Deep Uncertainty-Based Explore for Index Construction and Retrieval in Recommendation System
Xin Jiang, Kaiqiang Wang, Yinlong Wang, Fengchang Lv, Taiyang Peng, Shuai Yang, Xianteng Wu, Pengye Zhang, Shuo Yuan, Yifan Zeng
TL;DR
Uncertainty-aware exploration is introduced in deep index construction and retrieval for recommendation systems. The method UICR adds uncertainty modeling to both index construction (UN-Index) and retrieval (UN-Retrieval) via a multi-task framework (UN-Model) that predicts both relevance scores and uncertainties for item-to-item and user-to-item pairs.

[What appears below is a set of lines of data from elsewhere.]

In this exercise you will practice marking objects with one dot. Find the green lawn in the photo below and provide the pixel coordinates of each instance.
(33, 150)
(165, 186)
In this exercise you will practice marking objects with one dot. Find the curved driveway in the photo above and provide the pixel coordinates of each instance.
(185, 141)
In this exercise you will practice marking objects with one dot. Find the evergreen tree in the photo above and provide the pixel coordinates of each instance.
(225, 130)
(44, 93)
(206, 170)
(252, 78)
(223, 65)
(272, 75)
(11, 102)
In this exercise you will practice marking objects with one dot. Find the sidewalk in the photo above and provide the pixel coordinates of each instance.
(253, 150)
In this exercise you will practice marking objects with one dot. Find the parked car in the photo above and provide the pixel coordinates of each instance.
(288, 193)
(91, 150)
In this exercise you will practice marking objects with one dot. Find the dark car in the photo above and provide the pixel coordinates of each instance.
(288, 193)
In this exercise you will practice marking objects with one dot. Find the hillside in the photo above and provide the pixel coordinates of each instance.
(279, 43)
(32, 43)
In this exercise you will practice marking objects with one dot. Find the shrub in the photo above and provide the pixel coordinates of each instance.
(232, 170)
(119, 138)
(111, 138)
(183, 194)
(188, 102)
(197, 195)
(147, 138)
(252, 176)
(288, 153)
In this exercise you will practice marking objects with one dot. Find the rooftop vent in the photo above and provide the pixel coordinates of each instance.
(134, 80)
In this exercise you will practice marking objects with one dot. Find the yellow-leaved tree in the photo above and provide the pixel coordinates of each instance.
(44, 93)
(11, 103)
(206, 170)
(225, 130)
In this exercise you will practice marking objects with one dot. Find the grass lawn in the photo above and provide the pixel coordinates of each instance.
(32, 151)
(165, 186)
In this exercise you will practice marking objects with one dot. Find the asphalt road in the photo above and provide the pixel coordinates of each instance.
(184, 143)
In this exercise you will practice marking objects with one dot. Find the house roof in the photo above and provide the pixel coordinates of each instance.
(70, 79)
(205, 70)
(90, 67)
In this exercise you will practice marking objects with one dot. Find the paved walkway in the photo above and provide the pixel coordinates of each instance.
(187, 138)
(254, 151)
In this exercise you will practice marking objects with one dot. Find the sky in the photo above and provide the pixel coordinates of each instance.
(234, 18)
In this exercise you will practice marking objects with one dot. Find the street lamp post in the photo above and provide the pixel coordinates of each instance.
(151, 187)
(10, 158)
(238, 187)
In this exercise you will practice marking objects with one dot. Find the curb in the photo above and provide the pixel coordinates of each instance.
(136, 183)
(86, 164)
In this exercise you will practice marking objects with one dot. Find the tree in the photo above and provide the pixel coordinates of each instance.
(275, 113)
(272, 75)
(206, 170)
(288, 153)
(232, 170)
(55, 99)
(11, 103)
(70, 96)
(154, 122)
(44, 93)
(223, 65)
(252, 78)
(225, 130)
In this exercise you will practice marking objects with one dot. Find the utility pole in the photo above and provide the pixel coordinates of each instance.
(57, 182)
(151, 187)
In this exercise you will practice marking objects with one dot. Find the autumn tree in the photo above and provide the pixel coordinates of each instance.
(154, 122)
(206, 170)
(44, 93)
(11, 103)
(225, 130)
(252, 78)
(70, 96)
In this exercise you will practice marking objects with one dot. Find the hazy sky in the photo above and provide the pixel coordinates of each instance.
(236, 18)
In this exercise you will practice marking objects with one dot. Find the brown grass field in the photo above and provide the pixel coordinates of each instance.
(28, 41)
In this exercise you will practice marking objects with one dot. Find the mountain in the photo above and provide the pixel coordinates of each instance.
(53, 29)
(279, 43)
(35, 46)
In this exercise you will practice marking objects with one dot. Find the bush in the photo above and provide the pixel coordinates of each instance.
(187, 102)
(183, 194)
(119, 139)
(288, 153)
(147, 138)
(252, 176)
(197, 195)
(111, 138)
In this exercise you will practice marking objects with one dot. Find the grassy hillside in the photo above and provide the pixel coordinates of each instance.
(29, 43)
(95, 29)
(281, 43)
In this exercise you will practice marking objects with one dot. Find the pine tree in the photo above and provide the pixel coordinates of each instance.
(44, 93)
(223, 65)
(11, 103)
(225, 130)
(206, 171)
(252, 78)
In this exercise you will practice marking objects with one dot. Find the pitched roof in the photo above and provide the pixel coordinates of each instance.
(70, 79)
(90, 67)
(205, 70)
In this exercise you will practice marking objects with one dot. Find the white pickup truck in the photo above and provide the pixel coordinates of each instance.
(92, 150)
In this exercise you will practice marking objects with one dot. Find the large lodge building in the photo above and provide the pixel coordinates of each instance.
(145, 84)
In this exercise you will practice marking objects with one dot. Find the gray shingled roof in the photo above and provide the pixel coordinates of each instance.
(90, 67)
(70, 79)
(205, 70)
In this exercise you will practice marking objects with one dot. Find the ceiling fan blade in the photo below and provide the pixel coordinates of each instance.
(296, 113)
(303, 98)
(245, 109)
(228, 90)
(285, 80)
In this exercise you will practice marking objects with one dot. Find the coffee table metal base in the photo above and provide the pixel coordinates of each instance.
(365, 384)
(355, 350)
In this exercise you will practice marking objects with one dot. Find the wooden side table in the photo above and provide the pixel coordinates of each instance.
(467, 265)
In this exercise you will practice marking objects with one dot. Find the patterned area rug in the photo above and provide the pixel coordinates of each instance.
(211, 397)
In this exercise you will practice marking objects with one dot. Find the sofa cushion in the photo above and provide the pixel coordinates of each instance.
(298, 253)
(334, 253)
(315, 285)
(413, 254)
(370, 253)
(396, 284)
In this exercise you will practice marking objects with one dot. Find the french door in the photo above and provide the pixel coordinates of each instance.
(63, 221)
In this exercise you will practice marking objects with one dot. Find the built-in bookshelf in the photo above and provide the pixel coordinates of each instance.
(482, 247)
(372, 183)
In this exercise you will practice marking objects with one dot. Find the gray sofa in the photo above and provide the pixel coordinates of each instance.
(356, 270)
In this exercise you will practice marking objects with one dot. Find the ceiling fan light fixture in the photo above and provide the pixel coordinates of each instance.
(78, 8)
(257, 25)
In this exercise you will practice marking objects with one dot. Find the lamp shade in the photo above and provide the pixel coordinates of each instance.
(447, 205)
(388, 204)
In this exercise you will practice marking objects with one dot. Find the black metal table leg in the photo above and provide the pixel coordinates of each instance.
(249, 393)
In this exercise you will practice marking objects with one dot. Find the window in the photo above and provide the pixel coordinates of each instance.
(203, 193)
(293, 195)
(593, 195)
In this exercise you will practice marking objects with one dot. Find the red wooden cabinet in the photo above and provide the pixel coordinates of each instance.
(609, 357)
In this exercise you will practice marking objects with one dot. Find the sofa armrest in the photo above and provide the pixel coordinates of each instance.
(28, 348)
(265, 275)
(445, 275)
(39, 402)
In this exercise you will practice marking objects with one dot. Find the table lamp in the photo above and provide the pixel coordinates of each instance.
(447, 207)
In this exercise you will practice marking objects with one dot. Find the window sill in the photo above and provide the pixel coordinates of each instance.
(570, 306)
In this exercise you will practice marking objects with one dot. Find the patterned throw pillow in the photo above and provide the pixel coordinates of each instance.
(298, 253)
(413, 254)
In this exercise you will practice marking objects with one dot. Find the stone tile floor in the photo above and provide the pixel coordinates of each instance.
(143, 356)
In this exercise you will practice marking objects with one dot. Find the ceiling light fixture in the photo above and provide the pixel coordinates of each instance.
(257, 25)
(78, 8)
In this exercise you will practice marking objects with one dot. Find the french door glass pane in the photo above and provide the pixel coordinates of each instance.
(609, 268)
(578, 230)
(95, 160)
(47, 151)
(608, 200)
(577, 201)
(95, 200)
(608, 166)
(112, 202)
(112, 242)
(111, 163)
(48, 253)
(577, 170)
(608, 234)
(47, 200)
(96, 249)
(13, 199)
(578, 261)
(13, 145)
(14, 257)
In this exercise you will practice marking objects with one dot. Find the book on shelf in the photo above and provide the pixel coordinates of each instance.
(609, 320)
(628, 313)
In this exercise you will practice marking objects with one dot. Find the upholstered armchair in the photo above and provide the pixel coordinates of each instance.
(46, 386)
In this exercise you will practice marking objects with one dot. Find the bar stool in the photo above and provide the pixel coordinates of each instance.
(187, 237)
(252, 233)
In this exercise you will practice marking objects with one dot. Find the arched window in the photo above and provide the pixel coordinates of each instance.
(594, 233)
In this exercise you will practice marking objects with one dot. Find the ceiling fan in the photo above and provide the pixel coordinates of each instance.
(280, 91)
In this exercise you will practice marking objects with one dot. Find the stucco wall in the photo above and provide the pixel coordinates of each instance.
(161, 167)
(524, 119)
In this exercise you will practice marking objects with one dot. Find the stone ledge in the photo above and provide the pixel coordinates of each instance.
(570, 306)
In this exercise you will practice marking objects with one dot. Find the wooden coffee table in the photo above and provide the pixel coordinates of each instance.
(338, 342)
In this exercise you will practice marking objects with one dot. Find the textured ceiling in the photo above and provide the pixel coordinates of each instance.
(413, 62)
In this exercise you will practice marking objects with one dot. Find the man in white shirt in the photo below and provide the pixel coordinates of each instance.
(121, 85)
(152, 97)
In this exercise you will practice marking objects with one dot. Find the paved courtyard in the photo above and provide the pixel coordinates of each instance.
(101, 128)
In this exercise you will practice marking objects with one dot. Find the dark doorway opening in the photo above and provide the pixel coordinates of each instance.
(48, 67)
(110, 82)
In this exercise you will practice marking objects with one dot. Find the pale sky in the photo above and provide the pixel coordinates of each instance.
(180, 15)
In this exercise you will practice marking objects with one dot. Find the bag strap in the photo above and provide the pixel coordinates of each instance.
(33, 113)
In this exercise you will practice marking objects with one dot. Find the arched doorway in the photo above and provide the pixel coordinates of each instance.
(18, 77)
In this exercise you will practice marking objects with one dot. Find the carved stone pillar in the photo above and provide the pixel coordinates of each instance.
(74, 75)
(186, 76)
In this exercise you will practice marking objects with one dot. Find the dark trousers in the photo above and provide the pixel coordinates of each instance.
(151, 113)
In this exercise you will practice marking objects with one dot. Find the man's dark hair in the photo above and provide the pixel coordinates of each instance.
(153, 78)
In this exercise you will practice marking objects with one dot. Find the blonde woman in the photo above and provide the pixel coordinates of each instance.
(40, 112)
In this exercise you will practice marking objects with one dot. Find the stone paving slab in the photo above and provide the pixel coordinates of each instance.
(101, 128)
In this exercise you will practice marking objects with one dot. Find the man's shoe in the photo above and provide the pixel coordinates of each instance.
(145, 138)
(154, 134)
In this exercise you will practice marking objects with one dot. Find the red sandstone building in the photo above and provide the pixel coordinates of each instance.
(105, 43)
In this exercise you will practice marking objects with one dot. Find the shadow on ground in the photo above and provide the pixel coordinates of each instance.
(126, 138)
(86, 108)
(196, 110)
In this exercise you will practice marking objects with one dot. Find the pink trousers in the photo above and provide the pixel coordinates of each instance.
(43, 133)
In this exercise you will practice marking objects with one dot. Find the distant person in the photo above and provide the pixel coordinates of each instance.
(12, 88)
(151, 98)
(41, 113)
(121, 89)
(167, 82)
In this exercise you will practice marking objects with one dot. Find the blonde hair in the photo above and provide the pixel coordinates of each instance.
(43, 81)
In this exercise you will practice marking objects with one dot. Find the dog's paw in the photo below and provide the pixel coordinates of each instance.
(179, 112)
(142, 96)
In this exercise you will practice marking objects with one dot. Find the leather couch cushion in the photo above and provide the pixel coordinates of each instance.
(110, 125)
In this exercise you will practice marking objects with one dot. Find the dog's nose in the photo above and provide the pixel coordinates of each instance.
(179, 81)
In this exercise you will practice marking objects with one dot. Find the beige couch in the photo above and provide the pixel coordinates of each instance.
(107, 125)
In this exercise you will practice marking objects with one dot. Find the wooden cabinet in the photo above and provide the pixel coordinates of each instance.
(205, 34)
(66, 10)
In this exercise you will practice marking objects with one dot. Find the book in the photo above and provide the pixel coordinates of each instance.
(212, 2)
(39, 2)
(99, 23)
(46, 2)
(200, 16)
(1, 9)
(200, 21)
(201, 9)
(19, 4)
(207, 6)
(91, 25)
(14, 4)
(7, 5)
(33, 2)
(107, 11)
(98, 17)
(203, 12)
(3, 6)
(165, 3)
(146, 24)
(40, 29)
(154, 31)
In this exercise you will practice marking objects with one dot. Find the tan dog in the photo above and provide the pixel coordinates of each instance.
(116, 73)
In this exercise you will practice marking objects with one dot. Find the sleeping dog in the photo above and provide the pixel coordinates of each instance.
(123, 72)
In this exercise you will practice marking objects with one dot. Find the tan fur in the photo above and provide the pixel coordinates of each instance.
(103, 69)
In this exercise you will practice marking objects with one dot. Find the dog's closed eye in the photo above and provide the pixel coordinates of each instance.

The approach uses variance-weighted distances in the index and a variance-weighted beam search to fuse scores with uncertainty, improving novelty while maintaining recall. Experiments on public datasets and Shopee production data show improved Recall@N and novelty metrics, with online A/B showing revenue and CTR gains in display advertising. The work demonstrates a practical path to balancing immediate relevance and long-term exploration in industrial-scale recommender systems.
Abstract
In recommendation systems, the relevance and novelty of the final results are selected through a cascade system of Matching -> Ranking -> Strategy. The matching model serves as the starting point of the pipeline and determines the upper bound of the subsequent stages. Balancing the relevance and novelty of matching results is a crucial step in the design and optimization of recommendation systems, contributing significantly to improving recommendation quality. However, the typical matching algorithms have not simultaneously addressed the relevance and novelty perfectly. One main reason is that deep matching algorithms exhibit significant uncertainty when estimating items in the long tail (e.g., due to insufficient training samples) items.The uncertainty not only affects the training of the models but also influences the confidence in the index construction and beam search retrieval process of these models. This paper proposes the UICR (Uncertainty-based explore for Index Construction and Retrieval) algorithm, which introduces the concept of uncertainty modeling in the matching stage and achieves multi-task modeling of model uncertainty and index uncertainty. The final matching results are obtained by combining the relevance score and uncertainty score infered by the model. Experimental results demonstrate that the UICR improves novelty without sacrificing relevance on realworld industrial productive environments and multiple open-source datasets. Remarkably, online A/B test results of display advertising in Shopee demonstrates the effectiveness of the proposed algorithm.